Chancellor's Budget deeply criticised by National Pensioners Convention

Last Updated: 21 Mar 2012 @ 00:00 AM
Article By: Richard Howard, News Editor

George Osborne’s 2012 Budget has called into question the Coalition’s commitment to older people and an ageing population, according to the National Pensioners Convention (NPC).

Having lobbied the Government yesterday to support the formation of a National Care Service, the NPC have expressed their dismay that a potential source of funding for this project, estimated to cost £10bn, seems to have been given back to society’s most affluent with the new 45p top rate of tax.

NPC general secretary Dot Gibson said: ‘The Chancellor’s pledge to cut welfare payments by £10bn over the next few years will [] worry millions of pensioners who may think their bus passes and winter fuel allowances might be under threat and the long-awaited social care white paper is being delayed, without any explanation, while around a million older people are struggling with a broken care system that leaves many with expensive care that is often of a poor quality. The money the chancellor is giving away in tax breaks for the richest in society would fund a National Care Service for all those in need.

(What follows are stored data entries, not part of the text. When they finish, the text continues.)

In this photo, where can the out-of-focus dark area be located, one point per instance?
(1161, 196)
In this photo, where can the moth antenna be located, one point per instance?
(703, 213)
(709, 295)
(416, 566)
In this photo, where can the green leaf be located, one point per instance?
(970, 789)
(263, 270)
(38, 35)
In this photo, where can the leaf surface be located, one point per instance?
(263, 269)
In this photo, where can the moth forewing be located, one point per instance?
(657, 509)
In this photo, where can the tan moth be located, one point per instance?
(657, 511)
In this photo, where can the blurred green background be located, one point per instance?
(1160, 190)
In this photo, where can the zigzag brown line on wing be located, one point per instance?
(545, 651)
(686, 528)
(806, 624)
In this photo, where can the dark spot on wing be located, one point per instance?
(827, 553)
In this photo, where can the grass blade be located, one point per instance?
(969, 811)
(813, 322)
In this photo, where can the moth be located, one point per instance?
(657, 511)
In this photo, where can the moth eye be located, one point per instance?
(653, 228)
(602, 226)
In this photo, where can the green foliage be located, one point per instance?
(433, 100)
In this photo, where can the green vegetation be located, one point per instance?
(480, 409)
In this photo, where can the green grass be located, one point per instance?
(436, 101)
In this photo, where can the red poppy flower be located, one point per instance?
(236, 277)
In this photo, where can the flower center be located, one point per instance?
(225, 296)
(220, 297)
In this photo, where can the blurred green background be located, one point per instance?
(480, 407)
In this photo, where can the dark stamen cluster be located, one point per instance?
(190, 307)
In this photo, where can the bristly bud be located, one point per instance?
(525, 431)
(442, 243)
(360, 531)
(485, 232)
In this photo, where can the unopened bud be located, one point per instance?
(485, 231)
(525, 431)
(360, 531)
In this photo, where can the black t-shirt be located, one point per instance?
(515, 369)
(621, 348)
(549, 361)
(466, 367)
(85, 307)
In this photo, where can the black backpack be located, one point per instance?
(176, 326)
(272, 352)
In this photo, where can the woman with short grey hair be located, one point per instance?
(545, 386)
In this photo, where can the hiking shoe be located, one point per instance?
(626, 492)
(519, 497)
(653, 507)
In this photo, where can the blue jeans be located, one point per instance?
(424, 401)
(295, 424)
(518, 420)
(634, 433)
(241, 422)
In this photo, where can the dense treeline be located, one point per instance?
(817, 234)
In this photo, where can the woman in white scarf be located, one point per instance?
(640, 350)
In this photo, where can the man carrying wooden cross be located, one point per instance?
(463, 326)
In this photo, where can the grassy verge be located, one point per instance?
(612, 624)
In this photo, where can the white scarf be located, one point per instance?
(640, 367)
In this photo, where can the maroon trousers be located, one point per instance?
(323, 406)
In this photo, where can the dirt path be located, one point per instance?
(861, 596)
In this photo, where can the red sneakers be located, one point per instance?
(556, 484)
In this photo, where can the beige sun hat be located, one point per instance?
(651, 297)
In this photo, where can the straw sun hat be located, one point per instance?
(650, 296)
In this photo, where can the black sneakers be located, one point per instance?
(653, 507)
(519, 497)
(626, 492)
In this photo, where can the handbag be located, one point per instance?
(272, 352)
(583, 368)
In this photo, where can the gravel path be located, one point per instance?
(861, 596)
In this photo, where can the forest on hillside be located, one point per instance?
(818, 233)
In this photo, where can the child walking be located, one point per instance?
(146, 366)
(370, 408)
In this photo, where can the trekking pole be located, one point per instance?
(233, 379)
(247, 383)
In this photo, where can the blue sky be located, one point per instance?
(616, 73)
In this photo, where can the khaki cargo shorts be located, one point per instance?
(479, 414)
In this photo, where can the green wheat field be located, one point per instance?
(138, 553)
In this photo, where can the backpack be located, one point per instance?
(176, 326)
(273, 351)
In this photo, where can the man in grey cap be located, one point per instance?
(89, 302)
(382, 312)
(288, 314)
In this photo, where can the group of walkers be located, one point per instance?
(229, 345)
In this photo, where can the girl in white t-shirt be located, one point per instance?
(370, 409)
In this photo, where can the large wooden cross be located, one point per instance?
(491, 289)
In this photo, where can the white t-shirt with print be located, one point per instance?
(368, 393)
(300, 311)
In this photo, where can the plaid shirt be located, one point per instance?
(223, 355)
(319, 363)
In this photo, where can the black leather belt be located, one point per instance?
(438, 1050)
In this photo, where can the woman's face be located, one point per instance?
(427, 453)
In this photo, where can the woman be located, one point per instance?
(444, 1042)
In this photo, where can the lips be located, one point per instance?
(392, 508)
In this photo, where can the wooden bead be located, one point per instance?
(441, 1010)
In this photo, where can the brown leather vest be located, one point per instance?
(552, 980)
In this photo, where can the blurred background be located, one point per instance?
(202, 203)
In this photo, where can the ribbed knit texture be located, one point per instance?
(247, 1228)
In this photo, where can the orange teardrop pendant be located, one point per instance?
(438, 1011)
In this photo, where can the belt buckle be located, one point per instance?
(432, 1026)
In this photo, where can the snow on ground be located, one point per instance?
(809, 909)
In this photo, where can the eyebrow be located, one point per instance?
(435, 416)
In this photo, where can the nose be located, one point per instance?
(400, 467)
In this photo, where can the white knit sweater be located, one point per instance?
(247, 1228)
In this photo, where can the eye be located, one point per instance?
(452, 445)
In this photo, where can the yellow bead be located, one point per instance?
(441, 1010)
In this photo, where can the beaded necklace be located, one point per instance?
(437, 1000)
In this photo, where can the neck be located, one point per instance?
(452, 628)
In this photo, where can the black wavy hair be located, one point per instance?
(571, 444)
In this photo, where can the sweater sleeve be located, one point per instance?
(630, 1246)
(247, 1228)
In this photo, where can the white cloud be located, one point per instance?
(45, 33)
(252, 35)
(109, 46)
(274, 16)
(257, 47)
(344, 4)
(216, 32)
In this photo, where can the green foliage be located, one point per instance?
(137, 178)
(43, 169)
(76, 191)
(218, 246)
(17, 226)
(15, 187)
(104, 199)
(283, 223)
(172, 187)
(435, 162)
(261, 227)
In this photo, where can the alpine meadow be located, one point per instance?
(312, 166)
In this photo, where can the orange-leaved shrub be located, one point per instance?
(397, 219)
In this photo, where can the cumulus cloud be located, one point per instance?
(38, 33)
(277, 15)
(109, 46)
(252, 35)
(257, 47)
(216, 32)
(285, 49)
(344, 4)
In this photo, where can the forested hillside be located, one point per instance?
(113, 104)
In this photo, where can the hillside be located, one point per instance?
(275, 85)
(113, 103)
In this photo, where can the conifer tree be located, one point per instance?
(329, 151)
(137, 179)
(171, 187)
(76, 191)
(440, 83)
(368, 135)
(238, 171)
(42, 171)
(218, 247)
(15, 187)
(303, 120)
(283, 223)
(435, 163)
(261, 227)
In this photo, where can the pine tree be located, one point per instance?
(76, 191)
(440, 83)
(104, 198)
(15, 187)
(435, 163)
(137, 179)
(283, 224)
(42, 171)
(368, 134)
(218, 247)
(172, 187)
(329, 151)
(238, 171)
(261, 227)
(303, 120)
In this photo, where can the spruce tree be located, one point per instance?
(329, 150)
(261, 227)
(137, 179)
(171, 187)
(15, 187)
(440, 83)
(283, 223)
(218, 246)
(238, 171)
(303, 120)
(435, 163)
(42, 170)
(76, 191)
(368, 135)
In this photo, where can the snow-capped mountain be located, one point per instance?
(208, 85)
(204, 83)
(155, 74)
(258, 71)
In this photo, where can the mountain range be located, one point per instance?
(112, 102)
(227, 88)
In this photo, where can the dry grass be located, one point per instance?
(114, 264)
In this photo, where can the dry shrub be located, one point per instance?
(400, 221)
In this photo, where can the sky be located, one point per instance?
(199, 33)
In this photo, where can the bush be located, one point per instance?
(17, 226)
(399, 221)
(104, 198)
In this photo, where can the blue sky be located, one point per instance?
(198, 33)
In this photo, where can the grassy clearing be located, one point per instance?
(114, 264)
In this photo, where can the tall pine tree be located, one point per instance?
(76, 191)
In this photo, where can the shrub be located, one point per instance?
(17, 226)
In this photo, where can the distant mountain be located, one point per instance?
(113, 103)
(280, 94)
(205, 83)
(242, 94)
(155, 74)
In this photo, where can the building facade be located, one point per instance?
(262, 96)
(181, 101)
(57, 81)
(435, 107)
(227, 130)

Pensioners will feel bruised by this Budget.’

Ms Gibson also criticised the Government on plans to freeze age-related personal tax allowances, to merge basic and state pensions, and on plans to review the national retirement age:

‘The announcement of an automatic review of the state pension age is clearly a forerunner to making people work up to 70 and beyond. The Chancellor is effectively stealing retirement years from millions of ordinary workers whose life expectancy is far lower than the very richest in society. This will hurt the low paid, part time workers in the North much more than the bankers in the city.’

Image courtesy of the Conservative Party.